Caroline Campos
Em 2005, Árido Movie viajou pelas estradas sertanejas com muita maconha, pouca água e informação em excesso. Com Guilherme Weber, Giulia Gam e Selton Mello, o longa do cineasta pernambucano Lírio Ferreira traçou seu caminho até Veneza e ficou marcado com muito afeto na filmografia do diretor. 16 anos depois, chega aos cinemas Acqua Movie, uma espécie de continuação espiritual da história, mas, desta vez, ambientada na liquidez das obras de transposição do Rio São Francisco.
Dentre os personagens do longa de 2005, apenas Jonas, o protagonista, retorna – o mais sem graça, diga-se de passagem, pois adoraríamos rever Bob nas telas. Dessa vez, no entanto, Weber ganha apenas algumas cenas e, como em um ciclo que liga as duas obras, repete o feito de seu pai no filme anterior, girando as primeiras engrenagens da nova narrativa.
O protagonismo, então, se estabelece nas figuras de Alessandra Negrini e Antonio Haddad, mãe e filho que partem em uma viagem de reconexão familiar para espalhar as cinzas na cidade natal do recém-falecido Jonas.

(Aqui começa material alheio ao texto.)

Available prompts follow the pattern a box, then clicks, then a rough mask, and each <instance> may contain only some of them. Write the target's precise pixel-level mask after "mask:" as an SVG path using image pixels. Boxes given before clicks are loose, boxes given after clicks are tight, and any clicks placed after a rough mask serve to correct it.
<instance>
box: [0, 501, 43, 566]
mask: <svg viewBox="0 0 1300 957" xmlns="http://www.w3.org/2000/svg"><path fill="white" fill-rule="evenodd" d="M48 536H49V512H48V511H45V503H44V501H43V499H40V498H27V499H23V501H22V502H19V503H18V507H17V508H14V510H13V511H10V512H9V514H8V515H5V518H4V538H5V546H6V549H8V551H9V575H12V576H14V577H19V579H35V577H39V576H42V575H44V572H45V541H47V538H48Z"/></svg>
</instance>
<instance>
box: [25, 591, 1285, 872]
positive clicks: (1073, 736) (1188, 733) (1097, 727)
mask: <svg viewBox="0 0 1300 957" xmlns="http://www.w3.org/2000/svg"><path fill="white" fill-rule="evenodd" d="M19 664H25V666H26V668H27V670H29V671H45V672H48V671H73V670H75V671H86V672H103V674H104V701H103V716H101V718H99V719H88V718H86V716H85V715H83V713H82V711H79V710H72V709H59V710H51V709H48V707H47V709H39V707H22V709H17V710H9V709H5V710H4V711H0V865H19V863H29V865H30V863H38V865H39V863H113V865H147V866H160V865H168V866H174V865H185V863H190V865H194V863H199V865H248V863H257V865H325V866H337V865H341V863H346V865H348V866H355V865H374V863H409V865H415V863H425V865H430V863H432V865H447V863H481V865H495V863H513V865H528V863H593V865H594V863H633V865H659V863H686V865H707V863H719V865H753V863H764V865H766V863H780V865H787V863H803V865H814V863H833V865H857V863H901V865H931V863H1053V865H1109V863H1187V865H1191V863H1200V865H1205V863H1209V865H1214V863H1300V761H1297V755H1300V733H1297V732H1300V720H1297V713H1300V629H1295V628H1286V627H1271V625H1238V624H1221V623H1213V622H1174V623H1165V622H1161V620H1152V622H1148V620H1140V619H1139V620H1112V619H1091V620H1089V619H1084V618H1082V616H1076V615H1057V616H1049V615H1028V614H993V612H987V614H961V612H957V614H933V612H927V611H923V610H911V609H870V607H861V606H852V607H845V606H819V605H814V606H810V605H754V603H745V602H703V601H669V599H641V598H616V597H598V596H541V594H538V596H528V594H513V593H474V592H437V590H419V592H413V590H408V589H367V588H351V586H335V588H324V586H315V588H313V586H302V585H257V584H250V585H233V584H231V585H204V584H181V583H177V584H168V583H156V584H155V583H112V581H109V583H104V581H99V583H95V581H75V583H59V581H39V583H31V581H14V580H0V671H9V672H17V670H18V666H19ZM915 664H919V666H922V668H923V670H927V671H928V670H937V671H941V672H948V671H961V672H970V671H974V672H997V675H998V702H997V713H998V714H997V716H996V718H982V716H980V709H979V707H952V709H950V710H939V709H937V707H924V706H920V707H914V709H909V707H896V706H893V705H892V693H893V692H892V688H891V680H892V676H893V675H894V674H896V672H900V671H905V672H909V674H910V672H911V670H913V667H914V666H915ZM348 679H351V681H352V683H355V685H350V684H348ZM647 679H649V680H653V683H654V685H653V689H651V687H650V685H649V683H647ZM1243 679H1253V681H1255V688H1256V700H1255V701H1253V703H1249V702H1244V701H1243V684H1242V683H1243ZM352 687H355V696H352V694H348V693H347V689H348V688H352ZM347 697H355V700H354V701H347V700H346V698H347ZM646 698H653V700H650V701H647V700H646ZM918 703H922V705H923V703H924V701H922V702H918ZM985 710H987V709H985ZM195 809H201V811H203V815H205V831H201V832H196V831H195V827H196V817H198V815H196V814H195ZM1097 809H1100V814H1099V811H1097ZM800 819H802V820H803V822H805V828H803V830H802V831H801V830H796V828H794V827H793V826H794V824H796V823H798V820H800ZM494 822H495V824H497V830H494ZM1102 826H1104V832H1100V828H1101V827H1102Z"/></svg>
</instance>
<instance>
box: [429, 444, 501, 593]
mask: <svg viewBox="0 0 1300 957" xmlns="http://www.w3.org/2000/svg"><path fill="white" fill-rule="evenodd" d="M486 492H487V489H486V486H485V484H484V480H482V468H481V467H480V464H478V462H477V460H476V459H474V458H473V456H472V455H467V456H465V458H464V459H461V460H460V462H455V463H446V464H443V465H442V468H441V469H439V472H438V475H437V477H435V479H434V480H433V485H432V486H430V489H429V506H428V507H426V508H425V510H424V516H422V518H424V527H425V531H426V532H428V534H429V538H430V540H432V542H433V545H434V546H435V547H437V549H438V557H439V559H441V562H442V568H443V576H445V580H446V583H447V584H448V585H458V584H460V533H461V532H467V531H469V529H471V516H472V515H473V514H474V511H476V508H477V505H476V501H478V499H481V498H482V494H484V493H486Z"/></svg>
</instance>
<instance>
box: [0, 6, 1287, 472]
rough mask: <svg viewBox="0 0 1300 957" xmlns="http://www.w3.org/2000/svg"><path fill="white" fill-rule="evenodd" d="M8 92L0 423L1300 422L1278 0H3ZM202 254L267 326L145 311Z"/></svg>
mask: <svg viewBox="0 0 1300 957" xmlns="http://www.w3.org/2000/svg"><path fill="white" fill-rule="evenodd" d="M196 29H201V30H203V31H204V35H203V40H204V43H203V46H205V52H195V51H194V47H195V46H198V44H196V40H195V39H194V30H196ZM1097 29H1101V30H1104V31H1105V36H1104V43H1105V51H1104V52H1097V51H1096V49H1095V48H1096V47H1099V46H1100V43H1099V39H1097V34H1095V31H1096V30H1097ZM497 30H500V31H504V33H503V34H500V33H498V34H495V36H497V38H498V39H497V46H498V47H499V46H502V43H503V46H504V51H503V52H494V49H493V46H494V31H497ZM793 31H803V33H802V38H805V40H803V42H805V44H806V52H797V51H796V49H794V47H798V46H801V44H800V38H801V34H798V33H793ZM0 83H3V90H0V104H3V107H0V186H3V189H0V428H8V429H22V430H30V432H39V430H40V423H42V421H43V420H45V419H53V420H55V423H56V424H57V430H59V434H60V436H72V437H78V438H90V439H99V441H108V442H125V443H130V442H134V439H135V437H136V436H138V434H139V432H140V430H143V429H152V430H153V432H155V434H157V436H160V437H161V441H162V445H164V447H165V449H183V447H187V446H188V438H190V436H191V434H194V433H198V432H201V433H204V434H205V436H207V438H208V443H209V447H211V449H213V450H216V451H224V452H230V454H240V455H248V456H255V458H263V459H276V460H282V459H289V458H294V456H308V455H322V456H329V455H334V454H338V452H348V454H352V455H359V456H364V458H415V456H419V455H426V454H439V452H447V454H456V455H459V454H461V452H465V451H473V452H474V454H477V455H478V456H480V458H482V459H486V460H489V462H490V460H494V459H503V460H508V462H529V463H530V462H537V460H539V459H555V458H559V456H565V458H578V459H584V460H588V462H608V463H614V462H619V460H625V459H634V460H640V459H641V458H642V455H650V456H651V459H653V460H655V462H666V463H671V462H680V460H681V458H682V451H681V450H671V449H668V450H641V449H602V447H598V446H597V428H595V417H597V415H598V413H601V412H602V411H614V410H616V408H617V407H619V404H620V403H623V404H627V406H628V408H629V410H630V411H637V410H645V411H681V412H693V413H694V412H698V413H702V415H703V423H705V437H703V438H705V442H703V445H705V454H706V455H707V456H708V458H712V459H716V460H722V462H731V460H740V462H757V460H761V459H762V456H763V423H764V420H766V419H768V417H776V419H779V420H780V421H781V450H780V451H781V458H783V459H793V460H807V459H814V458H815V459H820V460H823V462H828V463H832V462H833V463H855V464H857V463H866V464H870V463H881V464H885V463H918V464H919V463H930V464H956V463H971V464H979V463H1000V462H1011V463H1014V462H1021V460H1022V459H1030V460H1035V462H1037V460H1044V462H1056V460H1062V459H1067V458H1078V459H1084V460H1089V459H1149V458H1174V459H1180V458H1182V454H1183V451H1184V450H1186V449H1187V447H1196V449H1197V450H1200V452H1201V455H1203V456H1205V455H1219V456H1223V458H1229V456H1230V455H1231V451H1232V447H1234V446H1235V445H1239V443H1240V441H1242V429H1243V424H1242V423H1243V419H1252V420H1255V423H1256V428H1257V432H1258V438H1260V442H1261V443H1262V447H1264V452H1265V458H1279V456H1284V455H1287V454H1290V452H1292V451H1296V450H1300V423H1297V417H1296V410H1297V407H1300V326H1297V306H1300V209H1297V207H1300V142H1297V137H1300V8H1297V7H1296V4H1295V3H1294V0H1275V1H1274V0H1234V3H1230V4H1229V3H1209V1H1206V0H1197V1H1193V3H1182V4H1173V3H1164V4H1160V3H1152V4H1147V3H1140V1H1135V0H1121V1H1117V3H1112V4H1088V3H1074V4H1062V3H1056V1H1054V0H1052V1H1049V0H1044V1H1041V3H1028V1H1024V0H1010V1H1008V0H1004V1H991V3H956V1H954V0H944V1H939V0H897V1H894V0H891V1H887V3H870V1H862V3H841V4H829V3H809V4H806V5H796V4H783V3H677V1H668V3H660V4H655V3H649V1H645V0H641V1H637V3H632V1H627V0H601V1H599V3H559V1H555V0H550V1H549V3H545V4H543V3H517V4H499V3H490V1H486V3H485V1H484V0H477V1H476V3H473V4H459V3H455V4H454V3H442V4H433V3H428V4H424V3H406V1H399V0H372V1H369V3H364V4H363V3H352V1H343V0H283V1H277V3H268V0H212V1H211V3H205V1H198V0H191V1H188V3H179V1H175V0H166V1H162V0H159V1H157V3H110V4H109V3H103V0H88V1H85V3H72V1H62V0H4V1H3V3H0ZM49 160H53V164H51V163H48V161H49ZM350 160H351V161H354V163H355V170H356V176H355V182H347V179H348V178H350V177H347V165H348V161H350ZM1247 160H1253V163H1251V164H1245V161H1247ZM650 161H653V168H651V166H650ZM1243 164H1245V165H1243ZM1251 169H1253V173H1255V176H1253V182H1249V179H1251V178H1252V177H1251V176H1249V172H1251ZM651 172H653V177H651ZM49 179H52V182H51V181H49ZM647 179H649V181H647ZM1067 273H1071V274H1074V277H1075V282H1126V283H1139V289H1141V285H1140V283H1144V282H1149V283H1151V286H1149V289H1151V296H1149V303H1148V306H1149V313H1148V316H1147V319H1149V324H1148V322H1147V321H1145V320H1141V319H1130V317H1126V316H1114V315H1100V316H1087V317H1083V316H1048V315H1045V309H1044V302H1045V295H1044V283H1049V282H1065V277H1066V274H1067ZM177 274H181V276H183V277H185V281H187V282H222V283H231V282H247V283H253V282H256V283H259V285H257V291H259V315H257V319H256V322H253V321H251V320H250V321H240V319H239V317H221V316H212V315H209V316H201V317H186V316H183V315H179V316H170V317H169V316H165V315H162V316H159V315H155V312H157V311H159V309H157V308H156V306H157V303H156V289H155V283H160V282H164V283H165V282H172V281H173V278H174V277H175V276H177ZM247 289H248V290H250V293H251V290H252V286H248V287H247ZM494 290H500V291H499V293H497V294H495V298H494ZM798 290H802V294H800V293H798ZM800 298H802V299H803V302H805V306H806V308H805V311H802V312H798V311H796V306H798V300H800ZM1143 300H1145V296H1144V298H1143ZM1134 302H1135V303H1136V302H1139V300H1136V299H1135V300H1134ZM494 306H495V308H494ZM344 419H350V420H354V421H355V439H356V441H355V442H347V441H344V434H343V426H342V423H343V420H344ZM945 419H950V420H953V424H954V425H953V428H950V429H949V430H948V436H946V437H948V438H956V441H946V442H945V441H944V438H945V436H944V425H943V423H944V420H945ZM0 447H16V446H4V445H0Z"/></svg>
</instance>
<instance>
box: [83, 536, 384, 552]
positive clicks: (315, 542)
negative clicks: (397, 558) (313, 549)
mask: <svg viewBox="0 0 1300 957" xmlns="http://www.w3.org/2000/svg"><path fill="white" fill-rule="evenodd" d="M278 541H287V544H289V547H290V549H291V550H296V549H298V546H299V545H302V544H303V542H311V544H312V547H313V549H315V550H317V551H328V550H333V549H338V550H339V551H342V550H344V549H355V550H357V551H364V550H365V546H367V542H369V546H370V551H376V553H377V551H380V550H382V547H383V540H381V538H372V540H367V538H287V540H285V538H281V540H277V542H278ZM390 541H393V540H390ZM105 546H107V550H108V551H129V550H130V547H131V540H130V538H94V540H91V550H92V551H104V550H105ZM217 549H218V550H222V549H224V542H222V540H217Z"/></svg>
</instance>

Duda e Cícero, respectivamente, tentam lidar com o afastamento latente que os separa enquanto enfrentam as quase perpétuas mazelas do sertão nordestino, que se encontra em uma mudança de paisagem proporcionada pelos canos jorrando água e os rios artificiais gerados pela transposição.
Filmado em 2017 pelas cidades de São Paulo, Salgueiro, Cabrobó e pelos arredores do Polígono da Maconha, Acqua Movie se encontra e se perde em suas tramas na mesma medida. O relacionamento de Duda e Cícero é, de longe, o ponto alto do filme, não só pela atuação magistral de Negrini, como também pela dedicação do roteiro de Lírio Ferreira e Marcelo Gomes em nos fazer adentrar as duas versões da história: Cícero, abandonado pela mãe; Duda, tentando equilibrar o lado materno com o profissional.
O sexto longa de Ferreira também faz considerações certeiras e extremamente atuais sobre a situação política do interior semi-árido brasileiro. O coronelismo, concentrado na figura asquerosa de Múcio, prefeito de Nova Rocha, é explorado em todas as suas nuances, assim como o anterior Árido Movie se propôs a discutir o messianismo. Interpretado por Augusto Madeira, Múcio é quase um vilão caricato de filme infantil. Não que isso seja uma crítica – na verdade, o personagem é completamente transparente em sua ignorância.
Através do simbolismo de uma faca com a bandeira do Brasil na mão de uma criança, Lírio Ferreira foi premonitório em relação ao que o país viria a se tornar. No entanto, se Acqua Movie acerta em seus dois primeiros núcleos, é a trama que envolve os povos indígenas que deixa a desejar. Alessandra Negrini, ferrenha defensora da causa indígena, não se cansa de se envolver em projetos ambíguos que tratam do tema – Cidade Invisível também foi alvo de críticas pela má representação da cultura desses povos.
A bola da vez está em Duda, a documentarista empenhada na divulgação do movimento indígena que ganha muito mais voz ao discutir a causa do que seus próprios protagonistas. O resultado é um filme que falha ao entender verdadeiramente o ser indígena e cai na falácia de que, no fundo, todos somos “índios”. Na realidade, o Brasil está em débito com os povos originários há muito tempo, e projetos como o Marco Temporal apenas provam que a causa ainda é invisibilizada e atacada dentro de seu próprio território. Afinal, o Brasil inteiro é terra indígena.
Nos aspectos técnicos, o filme sabe bem como se portar. Como um road movie, o longa de Lírio Ferreira captou perfeitamente a beleza inóspita do sertão nordestino sempre em movimento por suas estradas. O plano no Lago de Itaparica, que representa a antiga e já afundada cidade de Rocha, carrega um misticismo único ao retratar a submersa Igreja do Sagrado Coração de Jesus, responsável por deixar ainda mais evidente a água como uma personagem simbólica dentro da narrativa.
Acqua Movie é um filme de boas intenções e muitas confusões pelo caminho. Lírio Ferreira vai além da simples extensão dos temas de Árido Movie e reinventa seu próprio universo, sempre muito bem acompanhado do cenário sertanejo – com o qual o diretor possui uma familiaridade singular. Apesar dos atrasos no lançamento devido à pandemia, é exatamente em suas contradições que a obra se encaixa com o ano de 2021, por bem ou por mal. Depois de uma filmografia árida, o sertão enfim vira mar para o cineasta pernambucano.